Having been briefed on this private group’s report but not privy to the detailed contents of the report, I would like to add a note of caution before accepting the report’s pessimistic conclusions forecasting limited participation by non-American capital equipment vendors in this de-Americanization process. The report seems to approach de-Americanization with the historically reasonable assumption that firms are still generally on a commercial footing even with government subsidies playing a role as they always do in fabrication. With Sino-American technological rivalry heating up, this assumption may not hold any longer. When pressed into a corner, China might provide such large subsidies that less inefficient and thus more costly alternative equipment might become a viable alternative. The countries providing such equipment might also try to seize the opportunity by providing their own subsidies as well.
How long would it take TSMC or another fab, such as Samsung’s foundry services, to create a fab line that designed out American equipment? Assuming the foundry would not build a whole new fab building on a greenfield site, the amount of time needed to move in new equipment and get the new fab line up and running is one year to fifteen months. Of course, for any equipment for which an immediate off-the-shelf replacement from a non-American company is not yet available, the time to develop the equipment would have to be added to the fifteen months needed to move in and ramp up production. Thus, the minimum amount of time would be more than three years if the estimates of interviewees concerning their non-American rivals’ capabilities are accurate.

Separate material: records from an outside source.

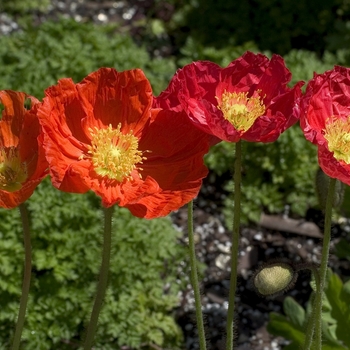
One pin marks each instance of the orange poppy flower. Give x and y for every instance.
(22, 159)
(103, 134)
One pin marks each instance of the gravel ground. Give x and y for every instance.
(258, 243)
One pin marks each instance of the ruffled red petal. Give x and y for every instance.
(173, 147)
(198, 87)
(19, 128)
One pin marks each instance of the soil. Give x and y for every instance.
(258, 243)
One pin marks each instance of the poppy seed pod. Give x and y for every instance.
(275, 278)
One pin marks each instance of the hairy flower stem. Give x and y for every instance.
(312, 318)
(194, 279)
(26, 277)
(324, 263)
(234, 248)
(103, 279)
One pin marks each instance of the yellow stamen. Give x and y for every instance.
(114, 154)
(12, 171)
(337, 133)
(241, 111)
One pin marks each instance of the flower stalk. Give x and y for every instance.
(317, 312)
(194, 279)
(103, 279)
(26, 277)
(234, 248)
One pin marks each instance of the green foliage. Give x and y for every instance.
(193, 50)
(23, 6)
(275, 25)
(335, 316)
(283, 171)
(66, 242)
(36, 58)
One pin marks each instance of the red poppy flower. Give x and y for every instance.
(22, 160)
(103, 134)
(249, 99)
(325, 120)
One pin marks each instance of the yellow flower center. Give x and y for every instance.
(337, 133)
(114, 155)
(241, 111)
(12, 171)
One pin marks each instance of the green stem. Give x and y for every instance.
(194, 279)
(26, 277)
(312, 318)
(234, 248)
(103, 279)
(324, 263)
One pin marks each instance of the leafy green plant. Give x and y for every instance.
(24, 6)
(66, 238)
(335, 317)
(36, 58)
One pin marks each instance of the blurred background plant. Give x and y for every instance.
(45, 40)
(145, 276)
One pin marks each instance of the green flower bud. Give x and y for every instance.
(274, 278)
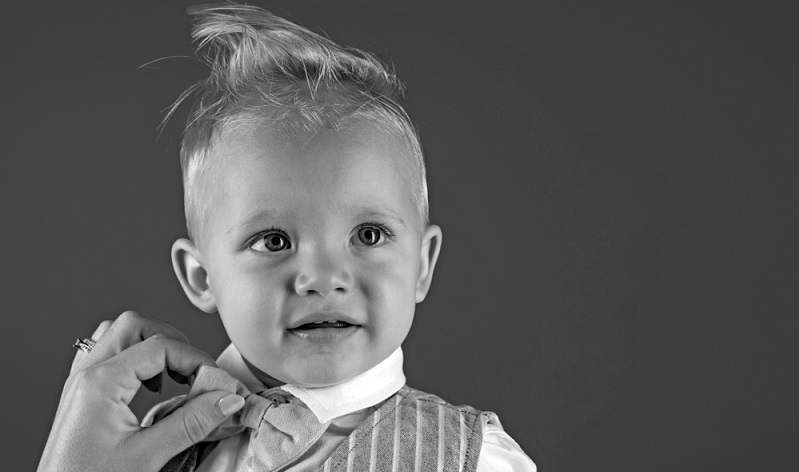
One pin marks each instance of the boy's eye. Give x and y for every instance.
(370, 235)
(271, 242)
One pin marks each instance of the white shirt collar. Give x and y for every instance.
(327, 403)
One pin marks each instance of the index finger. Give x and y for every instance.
(127, 330)
(145, 360)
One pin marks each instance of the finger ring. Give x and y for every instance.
(85, 345)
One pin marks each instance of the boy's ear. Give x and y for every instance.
(193, 278)
(431, 246)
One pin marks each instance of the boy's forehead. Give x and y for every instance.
(360, 152)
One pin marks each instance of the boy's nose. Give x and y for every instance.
(323, 276)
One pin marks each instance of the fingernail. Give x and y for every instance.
(230, 404)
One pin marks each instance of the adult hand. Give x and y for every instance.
(95, 430)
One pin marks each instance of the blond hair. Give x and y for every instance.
(264, 68)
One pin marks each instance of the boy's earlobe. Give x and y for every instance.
(431, 246)
(192, 275)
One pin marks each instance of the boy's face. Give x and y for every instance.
(313, 228)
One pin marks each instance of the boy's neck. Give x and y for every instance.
(266, 379)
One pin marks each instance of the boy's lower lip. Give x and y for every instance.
(325, 335)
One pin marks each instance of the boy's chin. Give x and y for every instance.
(321, 378)
(314, 377)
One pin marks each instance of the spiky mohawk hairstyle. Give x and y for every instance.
(265, 69)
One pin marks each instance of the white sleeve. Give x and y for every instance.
(500, 453)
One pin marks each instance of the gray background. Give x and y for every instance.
(614, 181)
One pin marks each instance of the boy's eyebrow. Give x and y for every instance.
(371, 212)
(254, 217)
(364, 212)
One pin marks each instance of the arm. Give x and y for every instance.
(95, 430)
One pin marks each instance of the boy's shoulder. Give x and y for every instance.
(429, 401)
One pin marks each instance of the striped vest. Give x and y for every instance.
(411, 431)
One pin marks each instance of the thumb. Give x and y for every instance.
(190, 423)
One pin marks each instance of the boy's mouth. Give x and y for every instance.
(325, 327)
(324, 324)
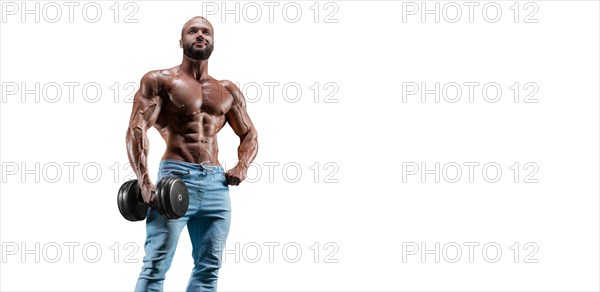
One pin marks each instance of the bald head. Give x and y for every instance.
(197, 40)
(193, 20)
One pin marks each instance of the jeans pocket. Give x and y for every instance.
(176, 172)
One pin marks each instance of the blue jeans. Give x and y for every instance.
(207, 219)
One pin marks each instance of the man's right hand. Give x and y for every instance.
(148, 193)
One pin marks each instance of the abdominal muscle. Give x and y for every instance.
(193, 140)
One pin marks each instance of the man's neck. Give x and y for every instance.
(198, 69)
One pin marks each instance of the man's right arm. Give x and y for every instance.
(146, 108)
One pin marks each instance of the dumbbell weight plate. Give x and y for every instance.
(130, 205)
(172, 197)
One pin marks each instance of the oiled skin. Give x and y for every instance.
(189, 108)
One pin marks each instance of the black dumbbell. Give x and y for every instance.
(172, 199)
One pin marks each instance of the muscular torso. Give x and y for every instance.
(191, 115)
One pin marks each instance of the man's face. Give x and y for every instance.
(197, 39)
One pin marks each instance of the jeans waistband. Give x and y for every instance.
(192, 166)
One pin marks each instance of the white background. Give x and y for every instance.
(360, 204)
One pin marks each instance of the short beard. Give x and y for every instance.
(189, 51)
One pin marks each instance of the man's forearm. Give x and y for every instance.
(137, 151)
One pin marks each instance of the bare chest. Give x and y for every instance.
(192, 97)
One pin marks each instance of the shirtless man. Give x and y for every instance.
(188, 108)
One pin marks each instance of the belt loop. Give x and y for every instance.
(204, 165)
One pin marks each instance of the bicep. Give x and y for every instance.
(146, 103)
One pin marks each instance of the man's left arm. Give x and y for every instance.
(239, 120)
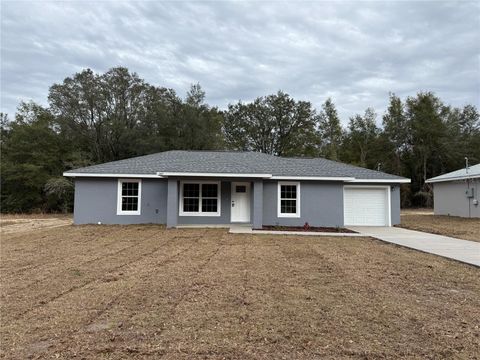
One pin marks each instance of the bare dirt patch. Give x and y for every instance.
(462, 228)
(146, 292)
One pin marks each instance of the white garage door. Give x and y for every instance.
(366, 206)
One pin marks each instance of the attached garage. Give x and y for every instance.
(366, 205)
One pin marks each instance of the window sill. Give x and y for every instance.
(288, 215)
(198, 214)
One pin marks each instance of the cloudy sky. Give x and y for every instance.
(354, 52)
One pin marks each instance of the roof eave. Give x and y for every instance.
(110, 175)
(463, 177)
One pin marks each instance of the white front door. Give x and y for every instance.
(240, 206)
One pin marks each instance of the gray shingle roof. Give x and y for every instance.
(473, 172)
(232, 162)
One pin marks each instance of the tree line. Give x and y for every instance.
(94, 118)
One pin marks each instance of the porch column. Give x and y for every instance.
(172, 203)
(257, 204)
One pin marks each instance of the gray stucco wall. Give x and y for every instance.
(321, 204)
(449, 198)
(96, 201)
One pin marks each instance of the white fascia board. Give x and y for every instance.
(433, 180)
(320, 178)
(382, 181)
(188, 174)
(132, 176)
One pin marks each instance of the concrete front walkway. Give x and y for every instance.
(452, 248)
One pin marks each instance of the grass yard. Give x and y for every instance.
(422, 220)
(110, 292)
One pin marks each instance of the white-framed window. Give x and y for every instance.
(129, 196)
(288, 204)
(199, 198)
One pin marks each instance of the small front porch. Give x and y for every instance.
(214, 202)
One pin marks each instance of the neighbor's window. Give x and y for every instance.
(200, 199)
(129, 194)
(289, 199)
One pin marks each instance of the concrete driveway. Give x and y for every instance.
(452, 248)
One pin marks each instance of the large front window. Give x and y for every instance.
(200, 199)
(288, 199)
(128, 197)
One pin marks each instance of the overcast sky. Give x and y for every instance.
(354, 52)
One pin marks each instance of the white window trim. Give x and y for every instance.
(119, 197)
(388, 190)
(279, 208)
(200, 213)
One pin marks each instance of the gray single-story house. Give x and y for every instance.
(457, 193)
(224, 187)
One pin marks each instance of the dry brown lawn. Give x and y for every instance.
(462, 228)
(131, 292)
(15, 223)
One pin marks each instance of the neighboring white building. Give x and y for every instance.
(457, 193)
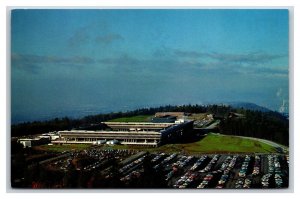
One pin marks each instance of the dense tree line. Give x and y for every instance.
(268, 125)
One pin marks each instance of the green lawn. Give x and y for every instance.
(212, 143)
(223, 144)
(138, 118)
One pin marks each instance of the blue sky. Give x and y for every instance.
(77, 62)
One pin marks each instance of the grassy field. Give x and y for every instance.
(212, 143)
(197, 116)
(223, 144)
(61, 148)
(138, 118)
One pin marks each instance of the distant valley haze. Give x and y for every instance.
(82, 62)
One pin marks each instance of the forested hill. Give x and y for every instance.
(267, 125)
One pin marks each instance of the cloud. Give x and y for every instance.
(32, 63)
(250, 58)
(190, 54)
(108, 38)
(80, 37)
(279, 92)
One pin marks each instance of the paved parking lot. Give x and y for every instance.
(222, 171)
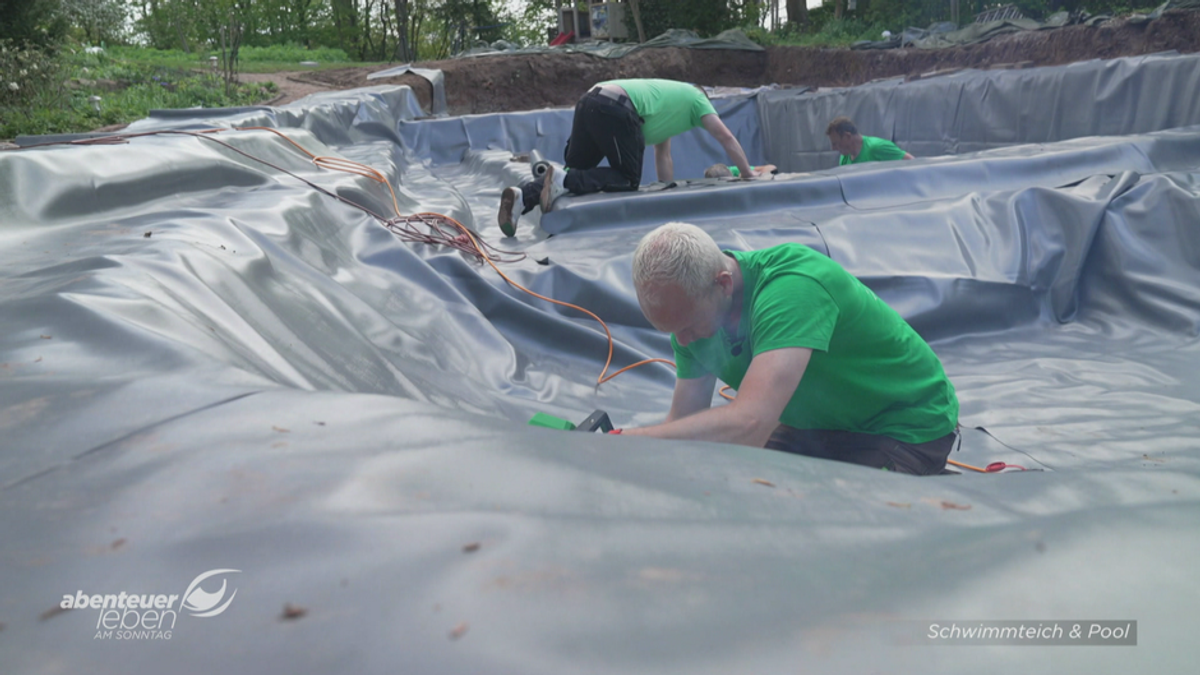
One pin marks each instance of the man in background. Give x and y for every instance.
(616, 120)
(856, 148)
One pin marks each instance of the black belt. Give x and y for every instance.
(619, 99)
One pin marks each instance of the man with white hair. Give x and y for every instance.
(822, 366)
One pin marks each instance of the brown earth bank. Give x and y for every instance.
(489, 84)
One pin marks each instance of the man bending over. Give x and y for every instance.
(617, 120)
(821, 365)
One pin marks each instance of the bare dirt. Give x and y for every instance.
(489, 84)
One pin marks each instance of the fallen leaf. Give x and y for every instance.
(52, 613)
(292, 611)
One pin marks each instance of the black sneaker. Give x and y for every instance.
(509, 215)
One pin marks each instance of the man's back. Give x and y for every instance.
(666, 107)
(875, 150)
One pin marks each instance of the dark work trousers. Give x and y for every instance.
(868, 449)
(604, 129)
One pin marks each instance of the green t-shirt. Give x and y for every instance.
(869, 372)
(874, 150)
(666, 107)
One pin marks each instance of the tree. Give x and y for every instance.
(797, 13)
(40, 23)
(100, 21)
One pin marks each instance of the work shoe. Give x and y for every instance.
(509, 214)
(552, 189)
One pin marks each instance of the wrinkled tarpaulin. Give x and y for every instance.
(208, 365)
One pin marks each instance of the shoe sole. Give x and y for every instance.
(547, 190)
(508, 199)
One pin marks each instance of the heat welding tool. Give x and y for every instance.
(595, 422)
(538, 165)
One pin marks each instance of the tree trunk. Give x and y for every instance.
(798, 12)
(637, 21)
(402, 30)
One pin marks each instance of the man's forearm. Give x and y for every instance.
(725, 424)
(664, 166)
(738, 156)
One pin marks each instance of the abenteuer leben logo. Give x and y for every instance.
(153, 616)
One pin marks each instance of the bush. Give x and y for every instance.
(59, 100)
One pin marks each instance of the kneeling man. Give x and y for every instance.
(822, 366)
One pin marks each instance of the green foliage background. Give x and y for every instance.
(156, 52)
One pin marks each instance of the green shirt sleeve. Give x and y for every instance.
(687, 366)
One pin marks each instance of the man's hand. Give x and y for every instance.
(751, 417)
(723, 135)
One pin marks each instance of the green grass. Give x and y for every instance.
(54, 97)
(250, 59)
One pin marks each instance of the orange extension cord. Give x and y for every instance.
(358, 168)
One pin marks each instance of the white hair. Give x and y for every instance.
(679, 254)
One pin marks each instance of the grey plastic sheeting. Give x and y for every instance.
(973, 111)
(435, 76)
(273, 383)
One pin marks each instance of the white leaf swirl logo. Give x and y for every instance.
(204, 603)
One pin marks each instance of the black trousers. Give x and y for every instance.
(604, 130)
(868, 449)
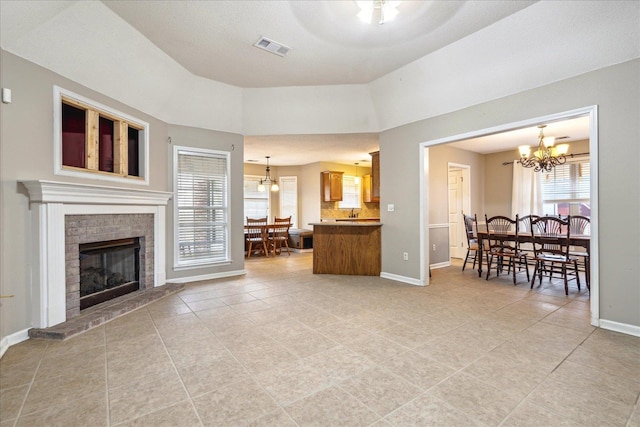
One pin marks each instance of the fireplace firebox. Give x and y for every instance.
(108, 269)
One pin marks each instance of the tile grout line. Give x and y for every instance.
(33, 379)
(175, 369)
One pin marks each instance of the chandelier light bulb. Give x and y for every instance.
(546, 157)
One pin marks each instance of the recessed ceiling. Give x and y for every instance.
(297, 150)
(329, 45)
(569, 130)
(290, 150)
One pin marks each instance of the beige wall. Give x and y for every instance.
(26, 153)
(310, 206)
(499, 179)
(213, 140)
(26, 144)
(616, 92)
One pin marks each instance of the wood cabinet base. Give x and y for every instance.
(344, 249)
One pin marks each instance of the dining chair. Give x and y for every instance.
(525, 223)
(551, 245)
(279, 235)
(257, 235)
(472, 240)
(579, 224)
(504, 244)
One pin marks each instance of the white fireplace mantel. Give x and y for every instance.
(66, 192)
(50, 201)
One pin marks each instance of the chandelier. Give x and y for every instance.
(546, 157)
(267, 180)
(385, 9)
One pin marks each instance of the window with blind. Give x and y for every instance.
(201, 188)
(289, 198)
(350, 193)
(566, 190)
(256, 203)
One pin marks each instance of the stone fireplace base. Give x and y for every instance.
(102, 313)
(51, 203)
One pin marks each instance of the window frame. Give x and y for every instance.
(61, 95)
(358, 185)
(571, 202)
(179, 264)
(254, 178)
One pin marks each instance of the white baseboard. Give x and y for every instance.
(624, 328)
(403, 279)
(207, 276)
(440, 265)
(12, 339)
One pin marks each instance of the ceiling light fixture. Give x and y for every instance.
(267, 180)
(386, 10)
(546, 157)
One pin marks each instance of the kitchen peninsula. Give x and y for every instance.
(347, 247)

This timeline means that there is unlikely to be any de-Americanized fab savior in time for Huawei because Huawei is very unlikely to have existing chip inventories that can last so long. However, the expanding scope of controls give firms incentives to pursue this whether or not Huawei is the end customer.
Notice that I have not brought up the possibility of Chinese capital equipment saving the day. I’ll write a post about that soon, but the short answer is Chinese capital equipment firms will not play any but minor roles in de-Americanization of wafer fabs in the next five years. In order to de-Americanize fabs, one of three things has to happen: American firms will have to de-Americanize their supply chains, Japanese and other vendors will have to plug the gaps or a mix of these non-American vendors and American offshoring will have to occur.
The American government’s moves against Huawei and SMIC provide perverse incentives for American firms to accelerate the offshoring of research and production of what is the final bastion of American-made machine tool excellence. On top of that, these moves open up opportunities for American competitors to supplant American semiconductor capital equipment firms even in areas of their greatest competitive strength. Flipping MAGA on its head, Trump has stumbled upon the precise policy to undermine one of the remaining areas of American industrial “greatness”.
 “KLA Corporation (KLAC) CEO Rick Wallace on Q1 2020 Results – Earnings Call Transcript.”
 There are a lot of fab shells (fab facilities without any equipment) sitting empty in East Asia, so it is a fair assumption that the foundry undertaking this project would not have to build a greenfield fab.
 This estimate assumes six months for equipment move-in and six to nine months for testing and pilot production (or approximately twelve months to go from equipment installation to wafers per month), which is moving at the rapid foundry-in-Asia speed. Former and current fab managers and/or top executives from Asian foundries provided these estimates. TSMC’s Nanjing fab was able to move in equipment in under six months.
 For some chips, Huawei may have built chip inventories that can last eighteen months or more.